Jan O'Connell 18 February 07



Familiar country

Tastes of the Outback: Culinary journeys off the beaten track RMW Classic Publications RRP $34.95 paperback

There’s no author listed for this fat, glossy publication. Most likely it was penned by a copywriter or a PR consultant. There’s a strong publicity element about this book, which has clearly been underwritten by Meat & Livestock Australia and Tourism Australia, both of whom have their logos prominently featured. Despite this, the photographs by Jeremy Simons (at least he gets a credit) are wonderfully evocative and whole exercise comes off rather well.

The book is as much a travel brochure as it is a cookbook. It features a number of iconic outback properties, at which you can stay, experience the ‘real Australia’ and be extremely well fed. These range from El Questro in the Kimberleys to Trilby Station in outback New South Wales and Daintree Lodge in Tropical North Queensland. Other chapters feature noted food regions, such as the Barossa, the Riverland and the Orange region of New South Wales. The CWA gets a couple of chapters too, even though it doesn’t really fit with the rest of the book.

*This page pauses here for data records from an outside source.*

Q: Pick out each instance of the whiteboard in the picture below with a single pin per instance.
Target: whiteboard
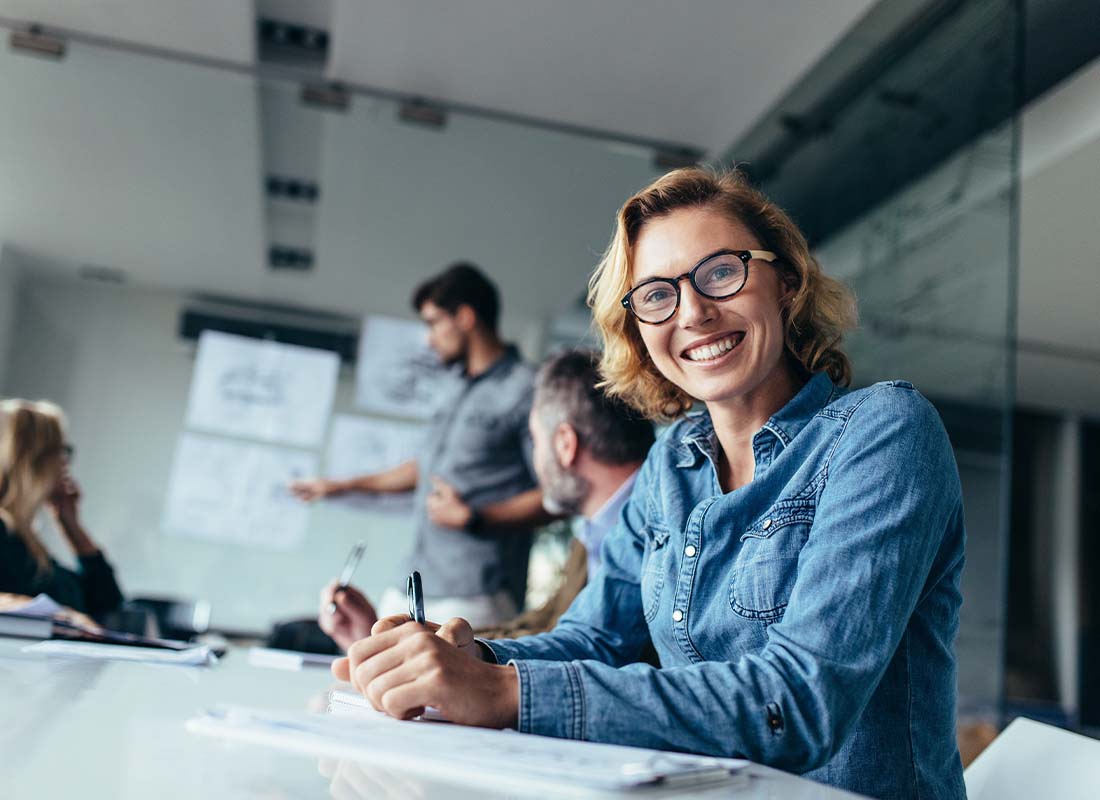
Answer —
(262, 390)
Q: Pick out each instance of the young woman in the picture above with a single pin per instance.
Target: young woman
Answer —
(34, 472)
(793, 550)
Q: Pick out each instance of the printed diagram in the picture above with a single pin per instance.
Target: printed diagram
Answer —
(398, 373)
(250, 386)
(237, 493)
(262, 390)
(360, 446)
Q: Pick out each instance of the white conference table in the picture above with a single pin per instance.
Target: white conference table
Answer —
(90, 729)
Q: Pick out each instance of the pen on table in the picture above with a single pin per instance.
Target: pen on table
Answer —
(347, 572)
(415, 590)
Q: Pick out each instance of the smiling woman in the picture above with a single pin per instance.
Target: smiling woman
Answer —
(792, 551)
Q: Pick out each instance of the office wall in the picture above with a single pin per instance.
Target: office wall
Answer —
(9, 277)
(111, 358)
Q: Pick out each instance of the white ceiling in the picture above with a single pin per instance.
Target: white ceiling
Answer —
(154, 166)
(215, 29)
(696, 73)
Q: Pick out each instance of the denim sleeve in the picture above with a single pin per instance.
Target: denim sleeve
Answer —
(892, 492)
(605, 622)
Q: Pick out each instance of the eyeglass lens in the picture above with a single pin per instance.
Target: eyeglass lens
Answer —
(716, 277)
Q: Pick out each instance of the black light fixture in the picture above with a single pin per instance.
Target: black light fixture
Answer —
(675, 157)
(35, 41)
(417, 111)
(327, 97)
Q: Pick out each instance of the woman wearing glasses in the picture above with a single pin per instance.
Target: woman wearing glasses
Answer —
(34, 472)
(792, 550)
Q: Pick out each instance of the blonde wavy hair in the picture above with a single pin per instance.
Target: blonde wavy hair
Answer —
(32, 435)
(815, 317)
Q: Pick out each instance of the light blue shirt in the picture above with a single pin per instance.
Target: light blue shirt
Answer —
(805, 621)
(591, 530)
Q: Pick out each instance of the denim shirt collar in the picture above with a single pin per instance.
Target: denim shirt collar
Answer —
(700, 439)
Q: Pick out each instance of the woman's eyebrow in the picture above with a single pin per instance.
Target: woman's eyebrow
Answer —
(694, 263)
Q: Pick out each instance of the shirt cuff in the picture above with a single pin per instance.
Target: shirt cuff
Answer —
(551, 700)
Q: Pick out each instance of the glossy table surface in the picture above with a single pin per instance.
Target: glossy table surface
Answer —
(90, 729)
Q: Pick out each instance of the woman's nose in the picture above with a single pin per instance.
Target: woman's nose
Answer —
(694, 308)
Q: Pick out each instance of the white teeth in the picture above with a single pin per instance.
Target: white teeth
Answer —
(713, 350)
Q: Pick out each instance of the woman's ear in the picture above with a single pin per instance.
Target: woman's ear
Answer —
(565, 444)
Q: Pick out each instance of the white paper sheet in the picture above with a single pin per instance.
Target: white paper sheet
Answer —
(262, 390)
(275, 658)
(42, 605)
(464, 754)
(398, 373)
(360, 446)
(198, 656)
(235, 492)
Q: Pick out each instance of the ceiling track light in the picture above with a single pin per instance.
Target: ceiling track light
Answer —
(35, 41)
(421, 112)
(675, 157)
(327, 97)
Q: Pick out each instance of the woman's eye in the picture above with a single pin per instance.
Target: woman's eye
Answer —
(657, 296)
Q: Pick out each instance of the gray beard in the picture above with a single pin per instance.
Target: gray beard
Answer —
(563, 492)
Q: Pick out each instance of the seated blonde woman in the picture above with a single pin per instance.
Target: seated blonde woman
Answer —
(33, 473)
(792, 549)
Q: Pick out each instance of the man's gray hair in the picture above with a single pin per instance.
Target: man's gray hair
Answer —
(565, 392)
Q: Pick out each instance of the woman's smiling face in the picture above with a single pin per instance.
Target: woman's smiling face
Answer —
(717, 351)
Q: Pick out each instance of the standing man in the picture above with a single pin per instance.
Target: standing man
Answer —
(472, 555)
(587, 450)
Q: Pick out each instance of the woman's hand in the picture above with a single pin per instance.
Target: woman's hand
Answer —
(352, 618)
(403, 668)
(64, 503)
(65, 499)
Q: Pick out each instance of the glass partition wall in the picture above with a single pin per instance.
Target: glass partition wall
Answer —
(904, 176)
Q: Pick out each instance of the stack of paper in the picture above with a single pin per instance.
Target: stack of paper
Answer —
(464, 754)
(197, 656)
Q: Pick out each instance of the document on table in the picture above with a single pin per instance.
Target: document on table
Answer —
(42, 605)
(198, 656)
(276, 658)
(470, 755)
(349, 701)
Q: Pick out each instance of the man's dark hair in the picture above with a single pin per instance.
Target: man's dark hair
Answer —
(461, 284)
(565, 392)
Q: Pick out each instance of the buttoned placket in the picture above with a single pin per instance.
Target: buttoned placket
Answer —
(685, 580)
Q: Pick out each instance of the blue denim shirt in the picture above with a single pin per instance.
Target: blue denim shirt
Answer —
(805, 621)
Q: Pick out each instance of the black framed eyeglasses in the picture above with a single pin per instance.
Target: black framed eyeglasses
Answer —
(718, 276)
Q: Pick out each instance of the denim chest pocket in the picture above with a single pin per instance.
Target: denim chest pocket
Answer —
(653, 567)
(767, 567)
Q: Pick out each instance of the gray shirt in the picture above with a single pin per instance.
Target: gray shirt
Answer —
(479, 442)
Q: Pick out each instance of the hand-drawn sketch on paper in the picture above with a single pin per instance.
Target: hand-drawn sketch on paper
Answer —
(237, 492)
(398, 373)
(262, 390)
(360, 446)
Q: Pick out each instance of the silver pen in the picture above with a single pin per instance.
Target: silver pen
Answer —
(353, 558)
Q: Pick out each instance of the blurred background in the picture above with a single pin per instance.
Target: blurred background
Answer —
(286, 171)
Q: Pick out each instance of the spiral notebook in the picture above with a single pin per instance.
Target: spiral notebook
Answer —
(468, 755)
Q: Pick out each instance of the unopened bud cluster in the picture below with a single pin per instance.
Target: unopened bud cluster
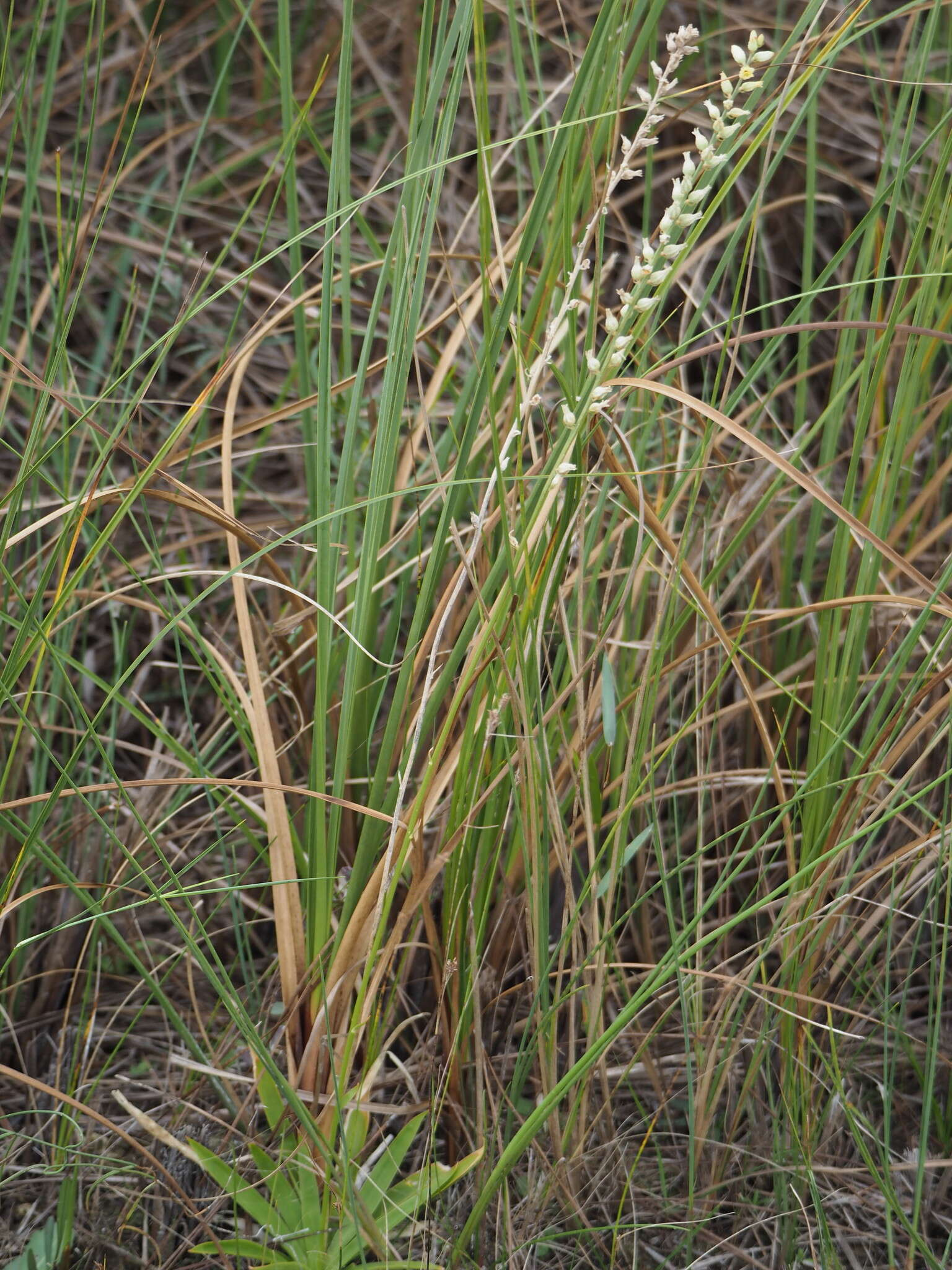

The recipes range from the traditional (Damper, Jackaroo’s Pie and Outback Beef Stew) to the somewhat incongruous (Lamb Cutlets on a Nicoise Salad). Some of them have a fairly significant reliance on store-cupboard ingredients like tins of creamed corn – not exactly gourmet fare. Then, of course, there are the pieces de resistance of country cooking: sponge rolls, fruit cakes and steamed puddings, courtesy of the CWA ladies.

I doubt that I’ll ever use this book to cook from (although the Wattleseed Merigue with Quandong Sauce sounds like a nice change from your usual Pavlova), but it captures something of the essence of outback Australia. It would make a great gift for an overseas friend or visitor. And it provides plenty of visual stimulation for Aussie city dwellers – maybe enough to have you heading out for a taste of the bush.

Jan O'Connell 18 February 07

I agree, there's a big gap between image and text which lets this book down. Jeremy Simons photographs are observant, and the design is clean and attractive (although it gets formulaic - if the food shot has yellow and green elements, the opposite page photograph has the same colours). Some spreads are really nice, I loved this detail of a stack of multicoloured enamel plates. Some of the grid's have individual images that cry out to be full pages.

The CWA cookery competition section just looks stodgy, with flat colour, black and white images that look like they've been taken by someone else (although there's no separate credit).

A common narrator writing about these various bits of Australian life would have helped a lot, now it feels a bit like a catalogue with obvious advertorial that after 320 glossy pages someone said, 'that's enough!'. And sent it off to China to be printed (very nicely).

Forget the recipes, eat the pictures.